近い将来に普及すると見られる高性能AI推論システムでは、応答時間を短くするために極めて大きな容量の高速メモリを搭載することが不可欠だとされる。主記憶に必要とされる記憶容量はかなり大きく、HBMでは容量が不足する可能性が少なくない。
HBMの代替となる半導体メモリとして期待がかかるのが、シリコンダイ当たりの記憶容量がDRAMと比べて10倍~100倍と大きなNANDフラッシュメモリである。シリコンダイの積層枚数が同じであれば、メモリモジュール当たりの記憶容量を10倍~100倍に拡大できる。そしてNANDフラッシュメモリの読み出しアクセス時間はDRAMに近い。DRAMと同等ではないものの、かなり短い。読み出しスループットではHBMとほぼ同じ帯域幅を期待できる。
広帯域フラッシュモジュールHBFのコンセプトは、NANDフラッシュメモリ大手のSandiskが2025年2月11日(米国時間)に投資家向け説明会で公表した。同年8月6日(米国時間)にはSandiskが半導体メモリ大手SK hynixと、HBFの開発と仕様策定で協業すると発表した。
エージェントAIの推論エミュレーションでHBFとHBMの性能を比較
最近では、メモリとストレージのイベント「FMS(Future of Memory and Storage)」(2026年8月4日~6日、米国カリフォルニア州のシリコンバレーで開催)の基調講演(8月5日)と、投資家向けイベント「Sandisk Investor Day in Focus 2026」(8月13日)でSandiskがHBFとHBMのAI推論性能を比較してみせた。

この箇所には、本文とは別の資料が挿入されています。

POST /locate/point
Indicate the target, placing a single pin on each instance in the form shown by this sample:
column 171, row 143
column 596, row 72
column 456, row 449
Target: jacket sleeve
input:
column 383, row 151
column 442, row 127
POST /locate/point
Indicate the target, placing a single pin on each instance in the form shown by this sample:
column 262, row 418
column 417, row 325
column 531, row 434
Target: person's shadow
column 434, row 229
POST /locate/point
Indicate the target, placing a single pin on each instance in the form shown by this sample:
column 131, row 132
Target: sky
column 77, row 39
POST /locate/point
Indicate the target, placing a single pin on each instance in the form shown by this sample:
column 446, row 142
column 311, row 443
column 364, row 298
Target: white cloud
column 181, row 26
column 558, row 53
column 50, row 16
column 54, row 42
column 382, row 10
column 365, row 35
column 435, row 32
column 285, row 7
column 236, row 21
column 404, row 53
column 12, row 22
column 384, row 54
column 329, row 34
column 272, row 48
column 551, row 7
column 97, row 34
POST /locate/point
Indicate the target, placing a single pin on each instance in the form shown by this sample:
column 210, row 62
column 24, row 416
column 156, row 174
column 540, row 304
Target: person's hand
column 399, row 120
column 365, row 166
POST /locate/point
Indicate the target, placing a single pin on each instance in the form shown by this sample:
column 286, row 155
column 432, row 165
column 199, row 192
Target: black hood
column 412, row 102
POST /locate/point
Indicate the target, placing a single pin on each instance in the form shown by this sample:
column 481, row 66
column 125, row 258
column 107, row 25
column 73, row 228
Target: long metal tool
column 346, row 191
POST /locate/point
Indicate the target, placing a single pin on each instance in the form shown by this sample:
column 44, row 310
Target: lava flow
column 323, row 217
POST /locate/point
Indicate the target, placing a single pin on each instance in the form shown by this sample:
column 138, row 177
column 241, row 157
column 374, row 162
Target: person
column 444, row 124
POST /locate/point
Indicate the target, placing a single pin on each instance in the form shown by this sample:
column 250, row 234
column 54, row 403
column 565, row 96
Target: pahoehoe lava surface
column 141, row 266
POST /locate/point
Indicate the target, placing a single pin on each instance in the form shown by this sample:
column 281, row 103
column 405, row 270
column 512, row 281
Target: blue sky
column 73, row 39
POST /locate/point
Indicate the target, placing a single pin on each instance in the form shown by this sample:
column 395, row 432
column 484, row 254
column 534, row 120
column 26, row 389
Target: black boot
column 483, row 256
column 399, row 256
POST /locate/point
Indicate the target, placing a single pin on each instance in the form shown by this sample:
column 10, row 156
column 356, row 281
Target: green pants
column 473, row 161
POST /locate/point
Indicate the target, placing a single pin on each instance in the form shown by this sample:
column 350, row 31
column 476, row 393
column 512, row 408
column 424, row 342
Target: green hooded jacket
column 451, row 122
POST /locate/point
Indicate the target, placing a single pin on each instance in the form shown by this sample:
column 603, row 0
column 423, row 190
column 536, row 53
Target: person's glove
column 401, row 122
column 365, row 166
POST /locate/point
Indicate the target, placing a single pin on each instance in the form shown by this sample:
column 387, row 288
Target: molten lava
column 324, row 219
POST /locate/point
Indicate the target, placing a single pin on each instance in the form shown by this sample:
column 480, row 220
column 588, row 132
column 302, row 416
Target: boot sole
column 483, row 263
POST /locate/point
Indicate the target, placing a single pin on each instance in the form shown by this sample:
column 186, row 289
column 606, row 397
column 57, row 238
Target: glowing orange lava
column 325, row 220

大規模言語モデル(LLM)にはAlibabaの「Qwen3-480B-A35B」(BF16の16bit浮動小数点形式で総容量960GB)を使用し、マルチターンのエージェントAI作業エミュレーション(Multi-turn agentic AI workload emulation log-normal inter-turn arrival time)を実行した。HBFの記憶容量は4TB(GPU当たり)、HBMの記憶容量は192GB(GPU当たり)である。マルチGPU間のデータ転送速度、メモリモジュールとGPUのデータ転送速度、GPU性能(FLOPS換算)は両者で同じにそろえた。GPUの数はHBF搭載GPUパッケージが1個あるいは4個、HBM搭載GPUパッケージが8個とずらした。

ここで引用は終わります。